В чосонских шахматах было по двадцать фигур с каждой стороны, включая пешки, вместо наших шестнадцати, и расставлялись они в три ряда, а не в два, как у нас. Девять пешек занимали передний ряд; в среднем ряду помещались две фигуры, напоминавшие наши ладьи, в третьем, заднем, ряду в центре ставился король, а с каждой его стороны располагались в следующем порядке такие фигуры: «золотая монета», «серебряная монета», «конь» и «копье». Заметьте, что в чосонских шахматах нет ферзя. Еще одно коренное отличие от наших шахмат заключалось в том, что взятая фигура не снималась с доски, а становилась фигурой противника, и дальше ею ходил он.

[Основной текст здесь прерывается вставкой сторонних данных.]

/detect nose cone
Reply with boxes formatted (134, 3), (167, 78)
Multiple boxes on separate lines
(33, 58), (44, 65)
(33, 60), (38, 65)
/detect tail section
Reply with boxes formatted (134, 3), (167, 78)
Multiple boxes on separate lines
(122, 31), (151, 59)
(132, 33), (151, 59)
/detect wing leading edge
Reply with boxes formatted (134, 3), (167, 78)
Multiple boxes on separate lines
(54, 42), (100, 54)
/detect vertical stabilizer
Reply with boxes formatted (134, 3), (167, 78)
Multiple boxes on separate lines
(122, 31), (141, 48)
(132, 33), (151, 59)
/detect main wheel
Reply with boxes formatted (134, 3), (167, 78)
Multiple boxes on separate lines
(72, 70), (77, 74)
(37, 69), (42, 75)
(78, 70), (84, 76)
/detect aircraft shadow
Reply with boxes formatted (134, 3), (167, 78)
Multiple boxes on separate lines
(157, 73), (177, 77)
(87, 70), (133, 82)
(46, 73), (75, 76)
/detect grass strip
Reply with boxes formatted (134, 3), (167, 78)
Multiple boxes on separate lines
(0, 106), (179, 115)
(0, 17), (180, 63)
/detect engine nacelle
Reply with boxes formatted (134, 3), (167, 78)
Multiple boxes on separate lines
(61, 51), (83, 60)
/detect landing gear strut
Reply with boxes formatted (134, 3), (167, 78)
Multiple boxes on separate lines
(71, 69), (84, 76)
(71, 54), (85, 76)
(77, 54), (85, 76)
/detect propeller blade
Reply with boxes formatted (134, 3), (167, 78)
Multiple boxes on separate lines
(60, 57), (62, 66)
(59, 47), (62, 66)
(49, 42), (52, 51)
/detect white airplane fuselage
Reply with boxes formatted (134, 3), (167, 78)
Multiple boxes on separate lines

Итак, я обучил Оппенхеймера и этим шахматам, что было поистине блестящим достижением, если принять во внимание следующее: нам приходилось, помимо всего, запоминать, какие фигуры перешли к противнику, а какие удалось вернуть.
Одиночки не отапливаются. Не положено облегчать благодатным теплом участь узников в зимнюю стужу. А мы с Оппенхеймером не раз забывали про жестокий, пронизывающий до костей холод, увлекшись чосонскими шахматами.
И все же мне не удалось убедить его в том, что я принес эту игру в тюрьму Сен-Квентин из глубины столетий. Он упорно твердил, что я вычитал где-то ее описание, а потом забыл о нем, но оно тем не менее осталось в моем мозгу и всплыло в памяти, когда я бредил в рубашке. Так он обратил против меня положения психологии.
Его новая гипотеза сводилась к следующему:
– А может быть, ты придумал эти шахматы здесь, в одиночке? Придумал же Эд код для перестукивания. А мы с тобой разве не улучшаем его все время? Так-то, профессор. Ты все это придумал сам. Запатентуй-ка эти шахматы. Когда я был ночным рассыльным, так один малый выдумал какую-то чепуху под названием «Поросята на поле» и нажил на этом миллион.
– Эту игру нельзя запатентовать, – ответил я. – В Азии она, без всякого сомнения, известна уже тысячелетия. Поверь, я ее вовсе не придумывал.
– Тогда, значит, ты где-то читал о ней или видел, как играли в нее китаезы в курильне опиума, где ты постоянно околачивался. – Таково было его последнее слово.
Впрочем, последнее слово осталось за мной. Здесь, в Фолсемской тюрьме, есть один японец, осужденный за убийство. Вернее, был, – его казнили на прошлой неделе. Я беседовал с ним о шахматах, и выяснилось, что та игра, в которую играл Эдам Стрэнг и которой я обучил Оппенхеймера, очень похожа на японские шахматы. Между ними гораздо больше сходства, чем между каждой из них и западными шахматами.